La contracara es que el censo contabilizó 151 comunidades que reportaron problemas de tierra; 61 comunidades poseen tierra propia, pero sin título a nombre de la comu­nidad, y 90 comunidades no tienen tierra propia.

SERVICIOS BÁSICOS

Uno de los puntos más des­tacables es la mejora en el acceso a servicios básicos, educación, jefatura feme­nina, la dinámica del empleo y la planificación familiar, aunque persisten las bre­chas históricas respecto a la población nacional.

“Hay mejoría en todos los indi­cadores, mejores coberturas en los servicios básicos en general. Sin embargo, en com­paración a la media nacional siguen estando en posición de desigualdad, hay brechas aún que cubrir. Hay una menor lle­gada de las políticas públicas a las comunidades. Pero también hay que ver que hay una hete­reogeneidad cultural y terri­torial. No es lo mismo hablar de la región Oriental que de la Occidental, o dentro mismo de la región Oriental una comu­nidad fronteriza con una de Caazapá o San Pedro, o en el mismo Chaco no es lo mismo una comunidad de Alto Para­guay y Boquerón, donde hay convivencia con comunidades de paraguayos y menonitas, que Presidente Hayes, que aunque es más cerca de Asunción tiene enormes carencias, en especial hacia el centro”, refirió Barrios.

IV Censo Nacional Indígena 2022. Resultados Finales de Población y Viviendas

EDUCACIÓN

Respecto a cómo mejoró en lo concreto la educación, refirió que en 2012 la población anal­fabeta de 15 años y más alcan­zaba el 38 %, mientras que en la última medición esta tasa disminuyó al 26 %.

“Si bien es un indicador bruto, nos muestra en general que disminuyó sustancialmente el porcentaje de población que llega hasta el segundo grado, pero a nivel nacional el nivel de analfabetismo es menos del 10 %. El promedio de permanencia en el sistema escolar es de 4,6 años; es decir, entre el cuarto y quinto grado, mientras que en el caso nacio­nal es hasta el séptimo grado. Otra vez es muy heterogéneo. Los guaraníes occidentales tienen, por ejemplo, 8 años de promedio y en el extremo con­trario están los manjui y los ayoreos, que tienen segundo y casi tercer grado de prome­dio”, detalló.

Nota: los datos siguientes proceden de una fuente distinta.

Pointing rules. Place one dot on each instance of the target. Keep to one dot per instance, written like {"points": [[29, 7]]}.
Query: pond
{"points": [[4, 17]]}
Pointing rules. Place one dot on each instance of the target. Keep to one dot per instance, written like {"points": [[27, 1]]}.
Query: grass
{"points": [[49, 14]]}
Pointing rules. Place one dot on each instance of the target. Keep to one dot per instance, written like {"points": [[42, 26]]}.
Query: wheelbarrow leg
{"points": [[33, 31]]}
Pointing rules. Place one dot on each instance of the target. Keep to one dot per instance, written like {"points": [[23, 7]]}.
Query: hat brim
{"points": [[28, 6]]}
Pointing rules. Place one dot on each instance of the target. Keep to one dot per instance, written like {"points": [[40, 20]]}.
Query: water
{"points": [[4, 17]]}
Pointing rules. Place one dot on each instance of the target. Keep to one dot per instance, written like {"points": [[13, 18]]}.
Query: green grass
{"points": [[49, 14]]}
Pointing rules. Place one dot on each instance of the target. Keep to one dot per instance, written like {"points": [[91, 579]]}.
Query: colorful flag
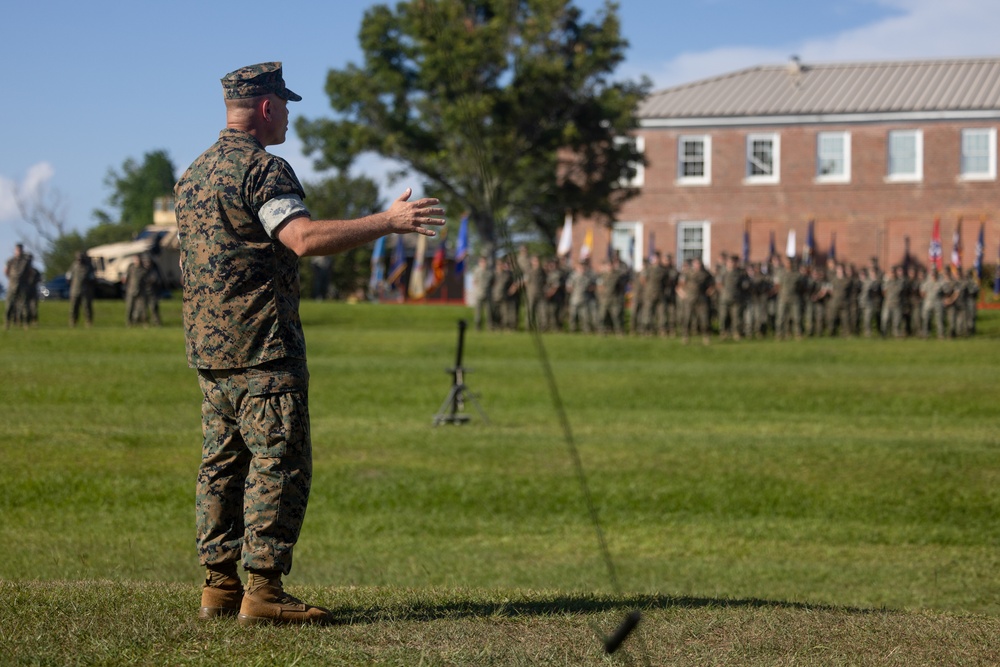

A modo de cierre, Barrios observó que “persisten des­igualdades estructurales que se ven en la diferencia de la llegada de las políticas públi­cas, que en algunos casos son nulas. Los desafíos que tene­mos como país es que per­sisten brechas muy fuertes, sobre todo en educación y salud. Hay aún una deuda que saldar con estas poblaciones. El censo nos muestra que hay una mejoría, pero las necesi­dades siguen siendo impor­tantes”.

De su lado, Otazú concluyó señalando que “ahora están a disposición los datos que recabamos y esperamos que sirvan de base para la for­mulación y diseño de políti­cas públicas inclusivas que tomen en cuenta las necesi­dades reales de los pueblos indígenas”.